A Bhopal, en Inde, une fuite de gaz toxique tue
plus de 2 500 personnes, et en atteint plus de 100 000. La
responsabilité de l'usine, américaine, semble plus
qu'engagée.
Après en avoir discuté avec certains chefs
d'État francophones à Lomé, Houphouët-Boigny demande le report du
Sommet de Bujumbura. « L'affaire du Tchad
exigerait, dit-il, pour être utilement discutée à Bujumbura, une
préparation soigneuse. Les éléments d'information sont pour le
moment épars et ne permettent sans doute pas, à ce stade, d'engager
une réflexion approfondie. Le cadre de Bujumbura, avec des chefs
d'État et de délégation venus de trop nombreux horizons, n'est pas
propice à une libre expression des amis les plus proches de la
France, qui ne pourront que se tenir sur la réserve devant un tel
auditoire. »
Les Africains francophones n'aiment pas cette
extension aux non-francophones. La conférence perd son sens à leurs
yeux. Il ne faut pas discuter du Tchad devant des
non-francophones.
A Dublin, dans la soirée, nous apprenons que la
Haute Autorité de l'Audiovisuel a décidé de mesures de suspension à
l'encontre de certaines radios privées, dont une contre NRJ. Tout
est prêt pour saisir le matériel dans la nuit. Le Président pense
qu'il vaut mieux régler la question par la négociation. J'appelle
Georges Fillioud pour faire annuler l'opération. Georges en est
furieux. Mais, comme toujours, il en prendra publiquement la
responsabilité. Il faudra décidément faire quelque chose pour la
musique. Peut-être une chaîne musicale à la télévision, la
cinquième ?...
Mardi 4 décembre 1984
Comme lors de chaque Sommet européen, François
Mitterrand et Helmut Kohl prennent ensemble le petit déjeuner.

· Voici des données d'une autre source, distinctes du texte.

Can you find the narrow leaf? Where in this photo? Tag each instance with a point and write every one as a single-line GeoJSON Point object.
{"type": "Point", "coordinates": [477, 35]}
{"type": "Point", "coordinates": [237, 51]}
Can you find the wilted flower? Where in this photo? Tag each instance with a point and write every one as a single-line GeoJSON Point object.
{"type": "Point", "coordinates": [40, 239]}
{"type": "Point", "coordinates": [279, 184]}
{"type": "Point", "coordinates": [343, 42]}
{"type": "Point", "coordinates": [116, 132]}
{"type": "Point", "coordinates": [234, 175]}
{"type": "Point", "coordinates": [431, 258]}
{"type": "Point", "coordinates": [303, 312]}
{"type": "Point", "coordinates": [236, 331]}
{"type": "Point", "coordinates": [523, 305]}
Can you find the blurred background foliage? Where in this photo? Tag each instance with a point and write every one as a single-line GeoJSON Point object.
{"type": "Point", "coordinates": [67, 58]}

Germe l'idée de confédération européenne.
Kohl défend âprement les privilèges du vin de
Moselle dont on a parlé hier à propos de la distillation. On passe
ensuite à la préparation du prochain Sommet des Sept à Bonn, qui
inquiète beaucoup le Chancelier :
Helmut Kohl: Le 8 mai
1985 sera une journée déprimante pour
les Allemands. C'est l'heure zéro de notre histoire, la fin de la
barbarie hitlérienne. Il y aura un
discours dans les églises et de grands défilés en Europe de l'Est. J'espère qu'il n'y
aura pas de défilé conjoint des Alliés à Berlin ?
François Mitterrand : Non. Je suis contre.
La France estime qu'il ne faut pas en
rajouter. Je ne veux pas de manifestation d'envergure. En 1985, on
célébrera la victoire contre une autre
Allemagne. J'ai une idée : je
veux que les deux Europes se
rencontrent, mais sans les Américains. C'est l'Europe qui se
construit !
Helmut Kohl : Oui. Les
États-Unis ne seraient pas très
utiles.
François Mitterrand : Il
faut une rencontre autour de la
réalité européenne. Au moins, peut-être, une rencontre France/Allemagne/URSS.
Helmut Kohl : Oui,
absolument.
Dans la matinée, le Comité présidé par le
sénateur Doodge remet son rapport, préparé pour l'essentiel par la
France et le Quai d'Orsay, sous l'égide de Maurice Faure. Il
propose une réforme institutionnelle et des modalités de
convocation d'une conférence interétatique au printemps prochain.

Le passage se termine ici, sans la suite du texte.